Januar 17th, 2019  |  Published in Internet & Blogothek, Politik, Rassismus & Menschenrechte, Recht & Gericht

Dieses Bild wurde eingeklagt. (Bild: SVP)Roma-Organisation und GfbV begrüßen Verurteilung der Jungen SVP Bern wegen Rassismus

Am Montag hat das Regionalgericht Bern-Mit­tel­land die bei­den Co-Prä­si­den­ten der Jungen SVP des Kantons Bern, Nils Fiechter und Adrian Spahr, we­gen einem Ver­stoß gegen die Ras­sis­mus-Straf­norm ver­ur­teilt. Das Urteil zeigt, dass solch gra­vie­rende Fäl­le von Rassis­mus gegen Roma im Kanton Bern nicht to­le­riert werden.

„Es ist beruhigend, dass im Kanton Bern eine Partei wie die Junge SVP nicht un­gestraft Wahl­kampf auf Kos­ten von Min­der­heiten wie der Roma be­trei­ben darf“, sagt Stefan Heinichen vom Verband Sinti und Roma Schweiz (VSRS) zum heu­ti­gen Urteil der Gerichts­prä­siden­tin Bettina Bochsler. Der VSRS hatte eine Straf­anzeige wegen Ver­let­zung der Rassis­mus-Straf­norm ge­gen die Junge SVP des Kan­tons Bern ein­ge­reicht (wir berich­te­ten).
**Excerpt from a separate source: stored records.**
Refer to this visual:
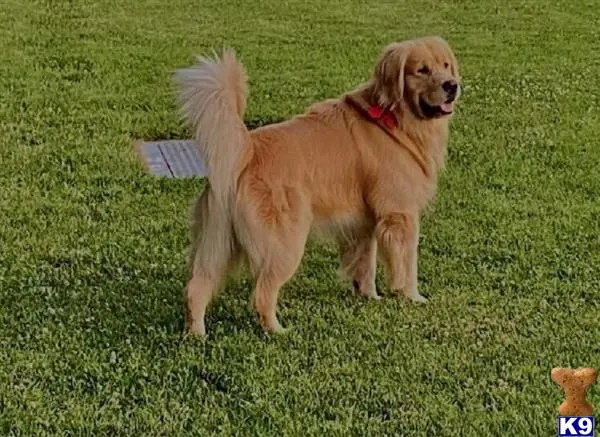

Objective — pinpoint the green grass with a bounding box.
[0,0,600,436]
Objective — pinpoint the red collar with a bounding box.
[367,105,398,130]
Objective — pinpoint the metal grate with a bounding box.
[135,140,206,179]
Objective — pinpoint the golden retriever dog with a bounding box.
[174,36,460,335]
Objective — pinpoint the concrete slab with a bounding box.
[134,140,206,179]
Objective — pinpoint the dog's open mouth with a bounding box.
[419,99,454,118]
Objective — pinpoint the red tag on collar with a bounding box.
[367,105,398,129]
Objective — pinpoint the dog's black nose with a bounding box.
[442,80,458,97]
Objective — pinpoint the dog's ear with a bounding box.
[434,36,460,82]
[448,46,460,82]
[373,42,410,108]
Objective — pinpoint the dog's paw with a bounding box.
[406,293,429,303]
[185,322,206,337]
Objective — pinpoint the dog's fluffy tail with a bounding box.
[174,49,250,206]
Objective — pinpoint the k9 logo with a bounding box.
[558,416,594,437]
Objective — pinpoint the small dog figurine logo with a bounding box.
[550,367,598,416]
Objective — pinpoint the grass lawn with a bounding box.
[0,0,600,436]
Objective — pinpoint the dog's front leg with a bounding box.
[376,213,427,302]
[341,234,381,299]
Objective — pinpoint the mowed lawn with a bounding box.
[0,0,600,436]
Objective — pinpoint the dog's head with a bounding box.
[373,36,461,119]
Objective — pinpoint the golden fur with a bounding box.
[175,37,460,334]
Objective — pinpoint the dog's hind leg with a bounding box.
[340,234,381,299]
[185,189,234,335]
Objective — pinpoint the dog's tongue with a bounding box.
[440,103,452,112]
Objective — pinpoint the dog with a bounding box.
[174,36,461,335]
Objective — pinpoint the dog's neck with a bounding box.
[345,83,448,178]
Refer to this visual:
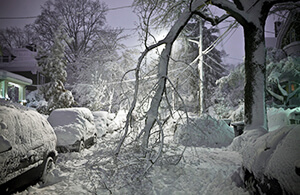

Grund war ein Face­book-Post im Rah­men der JSVP-Wahl­kampagne, der die Min­der­heiten der Sinti und Roma auf pau­scha­li­sie­ren­de Weise herab­setz­te. Die Gesell­schaft für be­drohte Völker (GfbV) unter­stütz­te die Straf­anzeige. Die Berner Staats­anwalt­schaft teilte die Mei­nung des VSRS und der GfbV und ver­urteilte die beiden Co-Prä­sidenten mit­tels Straf­befehls wegen Rassen­dis­krimi­nie­rung. Weil sie die Strafe nicht ak­zeptier­ten, er­hoben sie Ein­sprache ge­gen den Straf­befehl. Ohne Erfolg: Die Strafe wur­de durch das Regional­gericht Bern-Mit­telland be­stä­tigt. „Wir sind be­frie­digt, dass in diesem Fall die Rassis­mus-Straf­norm an­ge­wen­det wird“, sagt Angela Mattli von der Ge­sell­schaft für bedrohte Völker. „Das Urteil zeigt, dass die Berner Justiz Anti­ziganismus ernst nimmt und ent­spre­chend sank­tio­niert.“

Zur Publikation

Die Junge SVP Kanton Bern veröffentlichte am 21. Februar 2018 auf ih­rer Facebook-Sei­te im Rah­men ihrer Wahl­kampagne für den Groß­rat einen Ein­trag, der als rassis­tisch zu wer­ten ist. Der Aufruf „JSVP-Kan­didaten wäh­len – Transit­platz für Zigeuner ver­hindern!“ mach­te deut­lich, dass ein Transitplatz für fah­rende Sinti und Roma ihrer Mei­nung nach „schäd­lich“ sei. Gleich­zeitig wurde mit ei­ner Illustration sug­ge­riert, dass „Zigeuner“ pau­schal schmutzig sind, zu Krimi­na­lität neigen, ihre Fäkalien über­all hin­ter­lassen und die öf­fent­liche Ord­nung nach­hal­tig stören.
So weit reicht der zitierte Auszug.